Все сразу оживились, начали выпивать и за покойного, и за молодых.
– Надо про Ольгу сказать, – напомнила парням Зарина.
– Где она? – К ним подошла вдова Валерия Георгиевича, которая не плакала, а готова была всех убить.
– На минарете, внутри, забралась на самый верх, не может спуститься. Наверное, лестница обвалилась, – ответила шепотом Зарина.
– Я так и знала! – процедила вдова.
– Она не специально, просто так получилось, – встала на защиту подруги Зарина.
– У нее всегда не специально, – рявкнула вдова.
– Ее бы достать оттуда, – жалобно попросила Зарина.
– Достану. Я ее с того света достану. Сейчас брату позвоню, он в пожарной части. Только вы никому ни слова! Пусть люди думают, что мулла по моему мужу так кричал. Понятно?
Все дружно закивали.
– Нет, я ее все-таки убью. Ну вот только она так может! – восхищенно заметила вдова. – Тебя замуж выдала, а моего мужа святым сделала. Гости, как только муллу услышали, стали столько денег давать, что сыну на институт хватит, на жизнь всем нам хватит. Убью ее.

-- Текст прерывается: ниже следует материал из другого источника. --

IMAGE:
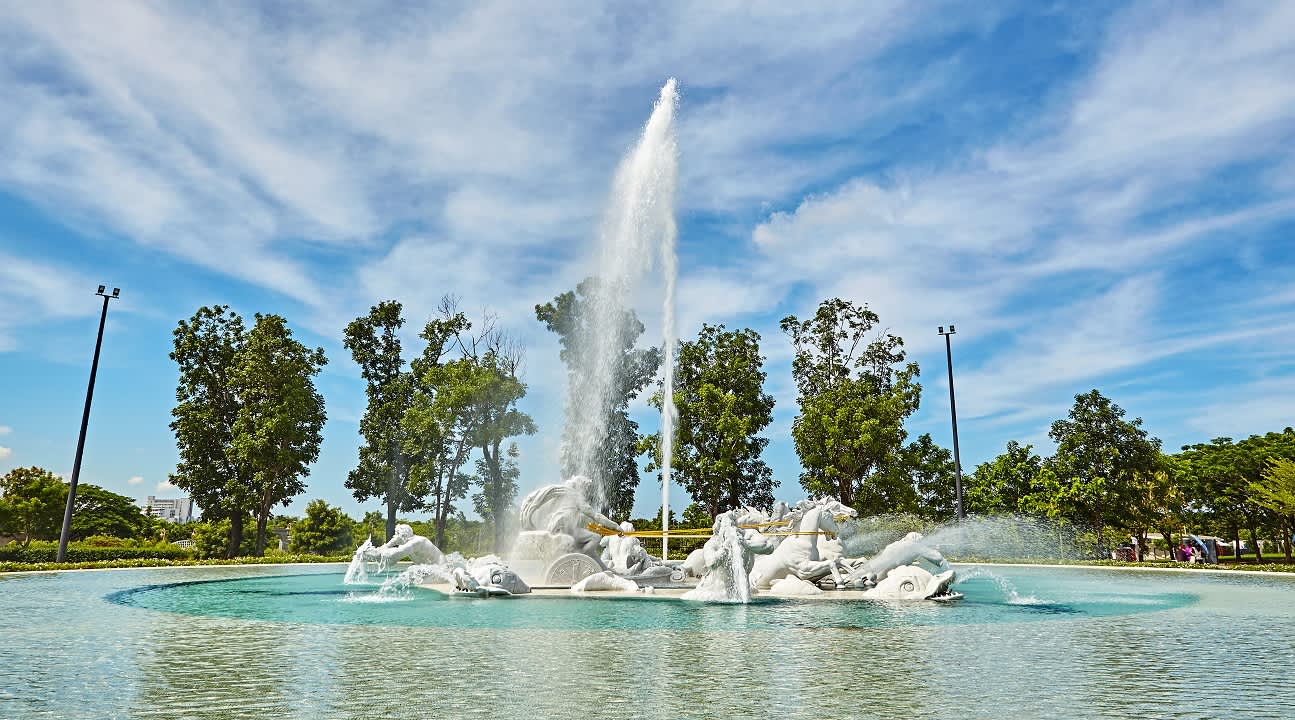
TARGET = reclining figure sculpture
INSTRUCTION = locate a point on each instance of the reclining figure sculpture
(404, 544)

Появляется, творит бог знает что!
– Спасибо вам, что исполнили волю Валерия Георгиевича и разрешили Ольге приехать, – улыбнулась Зарина.

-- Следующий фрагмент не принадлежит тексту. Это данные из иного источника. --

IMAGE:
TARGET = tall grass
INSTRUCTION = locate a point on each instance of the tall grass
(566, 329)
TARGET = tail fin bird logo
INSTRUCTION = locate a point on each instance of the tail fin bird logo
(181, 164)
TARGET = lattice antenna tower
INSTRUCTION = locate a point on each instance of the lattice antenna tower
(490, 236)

– За приданое не волнуйся. Я слышала, люди говорили – раз мулла одобрил вашу свадьбу, то и вам деньги соберут. Больше, чем у твоей сестры будет. Меня ведь Валерий тоже у минарета украл. – Вдова расплакалась.

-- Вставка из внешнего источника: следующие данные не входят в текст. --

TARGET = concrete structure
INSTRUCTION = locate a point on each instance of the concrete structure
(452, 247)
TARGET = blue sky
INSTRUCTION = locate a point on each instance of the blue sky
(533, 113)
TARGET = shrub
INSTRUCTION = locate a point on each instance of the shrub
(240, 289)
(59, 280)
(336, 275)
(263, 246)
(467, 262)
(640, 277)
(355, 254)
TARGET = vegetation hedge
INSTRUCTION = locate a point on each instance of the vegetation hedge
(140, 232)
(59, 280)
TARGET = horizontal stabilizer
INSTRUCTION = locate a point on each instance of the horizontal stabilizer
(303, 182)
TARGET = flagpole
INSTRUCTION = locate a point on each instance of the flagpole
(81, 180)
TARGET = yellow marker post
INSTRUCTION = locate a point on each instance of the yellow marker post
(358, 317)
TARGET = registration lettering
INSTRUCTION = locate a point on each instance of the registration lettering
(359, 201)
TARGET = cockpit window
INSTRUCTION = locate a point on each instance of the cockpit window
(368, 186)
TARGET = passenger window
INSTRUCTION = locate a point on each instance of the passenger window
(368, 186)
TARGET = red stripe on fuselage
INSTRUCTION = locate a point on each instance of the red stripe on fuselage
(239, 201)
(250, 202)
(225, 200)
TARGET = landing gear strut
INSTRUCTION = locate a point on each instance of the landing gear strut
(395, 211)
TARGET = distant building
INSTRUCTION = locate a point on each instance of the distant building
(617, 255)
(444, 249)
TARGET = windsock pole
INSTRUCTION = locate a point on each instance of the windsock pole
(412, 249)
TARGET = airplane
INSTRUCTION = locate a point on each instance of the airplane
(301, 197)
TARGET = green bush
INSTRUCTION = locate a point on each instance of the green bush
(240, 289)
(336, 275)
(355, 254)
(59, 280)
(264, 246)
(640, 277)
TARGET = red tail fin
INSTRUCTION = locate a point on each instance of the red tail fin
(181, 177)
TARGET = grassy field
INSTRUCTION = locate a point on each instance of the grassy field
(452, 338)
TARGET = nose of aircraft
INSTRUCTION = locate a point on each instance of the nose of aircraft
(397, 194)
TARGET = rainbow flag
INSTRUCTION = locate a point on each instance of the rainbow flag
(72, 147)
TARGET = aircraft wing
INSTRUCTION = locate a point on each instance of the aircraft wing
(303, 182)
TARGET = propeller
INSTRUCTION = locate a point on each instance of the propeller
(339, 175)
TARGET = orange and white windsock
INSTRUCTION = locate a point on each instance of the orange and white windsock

– Позвоните брату, пока Ольга там с ума не сошла, – попросила Зарина.
Маму достали с минарета, спустили по пожарной лестнице. Зарина и вся компания, включая вдову, отпаивали и откармливали ее у ограды. Рассказывали, что произошло за это время. Вдова то кидалась ей на шею, чтобы обнять и поцеловать, то обещала придушить собственными руками. Зарина плакала и благодарила – родители, и ее, и Алана, дали согласие на их брак. Старшая сестра, правда, рыдает от зависти.
– Эй, это я все придумал! – кричал Жорик.
– А я за вами проследил, – смеялся Брусик.
Зачем она это делает? Этот вопрос задавала себе моя бабушка, мамина мама. Этим же вопросом, на который нет ответа, задаюсь я с тех пор, как начала понимать, что моя мама отличается от всех остальных мам. Иногда я на нее ужасно сержусь и понимаю бабушку, для которой каждый приезд дочери в село приравнивался к стихийному бедствию. Когда бабушка получала срочную телеграмму, в которой мама сообщала, что едет, будет через три дня, бабушка хваталась за сердце. Один раз она отказалась получать телеграмму.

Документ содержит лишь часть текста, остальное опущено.